I am glad that the distinguished Senator from Michigan quoted the Richard Cohen column, because Richard Cohen answers Senator Levin's argument. Richard Cohen says in the article quoted that Germany was correct in refusing to extradite Hamadei until the United States assured that there would not be any use of the death penalty. That is the conclusive answer to that extradition argument.

In many situations, Mr. President, the United States acquires custody through our own efforts without the extradition. For example, Fawaz Yunis, the terrorist seized in the Mediterranean, was brought back to the United States for trial, and sentenced and convicted in a court in Washington, DC. We almost secured the terrorist in the Achille Lauro case when U.S. Navy fighter planes forced down the Egyptian airliner. We almost gained custody of Abu Abbas until the Italian authorities insisted on primacy. So we had the opportunity to gain custody in many situations without extradition.

When the distinguished Senator from Michigan says that the Specter approach has four options it simply is not true. My bill offers one amendment to existing law to provide for the opportunity of the death penalty.

With all due respect, Mr. President, it is disingenuous to say that the Levin substitute was brought to toughen up the terrorist bill. The Levin substitute has been advanced here in an effort to derail the death penalty. Ample time existed if there were really an effort to tighten up the penalties for terrorism, and it was not attempted.
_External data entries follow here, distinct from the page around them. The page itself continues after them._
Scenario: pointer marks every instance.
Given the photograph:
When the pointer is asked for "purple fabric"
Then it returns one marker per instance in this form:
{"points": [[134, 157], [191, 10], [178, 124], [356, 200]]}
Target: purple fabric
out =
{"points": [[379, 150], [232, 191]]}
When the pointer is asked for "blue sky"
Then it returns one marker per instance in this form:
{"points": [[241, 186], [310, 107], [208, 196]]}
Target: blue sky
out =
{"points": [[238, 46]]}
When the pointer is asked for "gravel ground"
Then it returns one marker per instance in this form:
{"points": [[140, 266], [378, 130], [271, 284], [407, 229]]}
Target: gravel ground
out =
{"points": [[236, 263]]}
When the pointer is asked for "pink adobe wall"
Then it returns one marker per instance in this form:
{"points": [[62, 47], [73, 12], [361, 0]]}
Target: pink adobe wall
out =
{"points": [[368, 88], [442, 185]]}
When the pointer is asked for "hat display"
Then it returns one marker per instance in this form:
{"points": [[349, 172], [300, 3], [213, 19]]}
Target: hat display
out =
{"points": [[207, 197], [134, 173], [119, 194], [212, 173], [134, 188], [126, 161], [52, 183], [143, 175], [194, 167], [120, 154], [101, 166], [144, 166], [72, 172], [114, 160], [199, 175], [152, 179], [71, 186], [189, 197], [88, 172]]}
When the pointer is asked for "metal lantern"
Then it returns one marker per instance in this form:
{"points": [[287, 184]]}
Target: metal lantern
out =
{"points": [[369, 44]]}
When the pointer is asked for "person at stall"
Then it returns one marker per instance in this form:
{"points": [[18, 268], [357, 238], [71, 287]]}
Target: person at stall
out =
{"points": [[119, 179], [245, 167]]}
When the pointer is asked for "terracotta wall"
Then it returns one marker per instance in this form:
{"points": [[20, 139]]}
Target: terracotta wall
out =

The crystal argument, Mr. President, in a candid way was offered by Senator Hatfield earlier this afternoon when he said, `Even if capital punishment were to deter and were universally accepted, the death penalty is wrong.'

The opposition to the death penalty provision comes from that conclusion and not as a motivation to offer the substitute bill, Mr. President.

When we talk about the kinds of offenses which are an affront to humanity, they could not be more clearly categorized than the kinds of atrocities committed against American citizens which warrant the death penalty.

I yield the floor and ask how much time remains, Mr. President?

The PRESIDING OFFICER. The Senator from Pennsylvania has 3 minutes and 33 seconds. The Senator from Michigan has 3 minutes and 35 seconds.

Who yields time?

Mr. MITCHELL. Mr. President, will the distinguished Senator from Pennsylvania yield to me for the purpose of obtaining a unanimous-consent agreement?

Mr. SPECTER. Yes, of course, I am delighted to yield.